Jiani Yu, Ph.D., an assistant professor of population health sciences at Weill Cornell Medical College, and her colleagues set out to systematically assess those claims and counterclaims. They identified 34 NICUs affiliated with Pediatrix and Envision Physician Services in Nashville, Tennessee, a company that also supplies anesthesiology, emergency department and other services. (Envision Healthcare, the parent company, filed for Chapter 11 bankruptcy in May.)

They compared those NICUs to 2,348 that aren’t affiliated with practice management companies. Researchers often include much larger numbers in a comparison group for statistical purposes. The results were posted in April in the journal Pediatrics.

What Yu and her colleagues found was that the NICUs affiliated with the companies were associated with large increase in prices and total spending but not with changes in measures of utilization, such as length of stay and the number of days graded as “intensive.”


In addition, they found that some measures that are indicators of quality — hospital readmission, hepatitis B vaccination, cases of necrotizing enterocolitis — were not different for the NICUs affiliated with the two practice management companies.

On the price differences, more specifically, the researchers found that the average prices for five common types of days billed by NICUs in the units affiliated with the practice management companies increased by $313 per day relative to prices increases by the NICUs not affiliated with the practice management companies, which works out 70.4% increase over the prices prior to practice management company affiliation.

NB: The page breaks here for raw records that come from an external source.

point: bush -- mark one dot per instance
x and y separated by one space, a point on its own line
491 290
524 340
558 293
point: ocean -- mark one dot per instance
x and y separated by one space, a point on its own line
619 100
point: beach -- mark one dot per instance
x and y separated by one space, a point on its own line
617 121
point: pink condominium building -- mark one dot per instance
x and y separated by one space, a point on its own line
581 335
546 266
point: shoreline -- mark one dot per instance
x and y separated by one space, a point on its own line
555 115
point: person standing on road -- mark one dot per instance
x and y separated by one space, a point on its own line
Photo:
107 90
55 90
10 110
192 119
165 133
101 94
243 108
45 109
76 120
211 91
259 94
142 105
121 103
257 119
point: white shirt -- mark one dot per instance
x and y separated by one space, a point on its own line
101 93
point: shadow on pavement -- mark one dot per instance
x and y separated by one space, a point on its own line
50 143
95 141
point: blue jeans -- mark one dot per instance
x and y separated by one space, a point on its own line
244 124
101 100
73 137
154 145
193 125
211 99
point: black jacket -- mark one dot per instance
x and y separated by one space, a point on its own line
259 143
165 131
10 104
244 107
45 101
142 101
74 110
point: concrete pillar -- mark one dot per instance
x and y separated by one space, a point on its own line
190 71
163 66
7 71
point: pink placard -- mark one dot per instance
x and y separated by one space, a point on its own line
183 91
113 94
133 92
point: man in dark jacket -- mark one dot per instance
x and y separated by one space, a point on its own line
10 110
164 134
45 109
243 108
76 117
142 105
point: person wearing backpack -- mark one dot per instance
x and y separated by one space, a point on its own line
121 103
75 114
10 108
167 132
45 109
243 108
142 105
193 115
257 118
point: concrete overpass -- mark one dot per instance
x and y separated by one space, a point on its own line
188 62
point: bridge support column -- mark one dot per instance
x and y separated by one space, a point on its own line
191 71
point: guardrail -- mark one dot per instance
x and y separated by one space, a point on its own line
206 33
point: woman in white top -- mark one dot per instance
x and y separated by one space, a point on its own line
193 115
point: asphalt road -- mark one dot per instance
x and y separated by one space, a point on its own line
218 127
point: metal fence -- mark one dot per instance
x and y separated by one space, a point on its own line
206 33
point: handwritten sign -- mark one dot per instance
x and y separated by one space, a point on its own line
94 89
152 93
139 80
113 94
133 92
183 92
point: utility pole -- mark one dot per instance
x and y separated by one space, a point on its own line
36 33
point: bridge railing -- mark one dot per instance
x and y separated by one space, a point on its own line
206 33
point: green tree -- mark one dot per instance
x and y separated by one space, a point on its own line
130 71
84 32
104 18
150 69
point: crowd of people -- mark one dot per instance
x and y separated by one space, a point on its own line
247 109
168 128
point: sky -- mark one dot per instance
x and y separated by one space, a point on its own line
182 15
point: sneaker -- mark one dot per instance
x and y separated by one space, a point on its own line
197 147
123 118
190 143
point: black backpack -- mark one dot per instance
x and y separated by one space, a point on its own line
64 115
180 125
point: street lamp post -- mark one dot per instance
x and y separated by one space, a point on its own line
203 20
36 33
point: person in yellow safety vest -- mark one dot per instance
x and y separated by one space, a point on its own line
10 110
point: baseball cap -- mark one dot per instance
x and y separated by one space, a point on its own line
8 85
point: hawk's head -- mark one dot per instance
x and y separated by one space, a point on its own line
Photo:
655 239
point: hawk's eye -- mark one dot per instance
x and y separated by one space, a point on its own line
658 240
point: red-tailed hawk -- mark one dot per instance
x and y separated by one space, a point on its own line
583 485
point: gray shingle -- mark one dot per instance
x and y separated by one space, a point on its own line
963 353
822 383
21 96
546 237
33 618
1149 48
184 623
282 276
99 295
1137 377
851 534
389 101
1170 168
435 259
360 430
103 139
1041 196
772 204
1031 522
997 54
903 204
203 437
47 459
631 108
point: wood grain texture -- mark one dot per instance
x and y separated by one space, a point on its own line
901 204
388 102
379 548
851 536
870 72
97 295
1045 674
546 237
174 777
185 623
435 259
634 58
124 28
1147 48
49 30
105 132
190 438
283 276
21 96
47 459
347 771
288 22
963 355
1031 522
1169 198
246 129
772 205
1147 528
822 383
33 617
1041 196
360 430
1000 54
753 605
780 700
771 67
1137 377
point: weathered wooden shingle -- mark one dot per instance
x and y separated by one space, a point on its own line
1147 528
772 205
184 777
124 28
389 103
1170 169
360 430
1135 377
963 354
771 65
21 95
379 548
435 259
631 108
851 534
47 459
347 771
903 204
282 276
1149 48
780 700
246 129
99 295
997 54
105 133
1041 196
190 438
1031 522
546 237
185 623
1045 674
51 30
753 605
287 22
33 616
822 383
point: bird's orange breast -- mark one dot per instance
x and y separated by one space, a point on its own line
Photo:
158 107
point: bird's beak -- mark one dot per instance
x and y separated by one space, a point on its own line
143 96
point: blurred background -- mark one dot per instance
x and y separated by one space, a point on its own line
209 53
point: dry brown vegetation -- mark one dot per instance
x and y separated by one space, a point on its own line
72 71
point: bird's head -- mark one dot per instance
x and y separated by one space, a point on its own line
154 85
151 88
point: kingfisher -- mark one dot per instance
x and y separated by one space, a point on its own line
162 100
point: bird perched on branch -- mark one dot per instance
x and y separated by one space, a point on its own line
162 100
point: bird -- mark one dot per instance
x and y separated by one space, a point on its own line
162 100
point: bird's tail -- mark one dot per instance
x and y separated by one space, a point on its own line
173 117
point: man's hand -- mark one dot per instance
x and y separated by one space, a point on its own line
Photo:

Their research also showed an increase of $5,161 per stay in spending on physician services in NICUs affiliated with practice management companies.

Yu and her colleagues say the price increases are consistent with those seen when emergency physicians and anesthesiologists become affiliated with practice management companies. They acknowledge an argument made by practice management companies: that insurers have the negotiating power to underpay physicians and that the spending hikes are the result of the companies using their leverage to correct the imbalance. “However,” wrote Hu and her colleagues, “the extent, if any, to which PMCs share revenue from higher prices with employed neonatologists is unknown."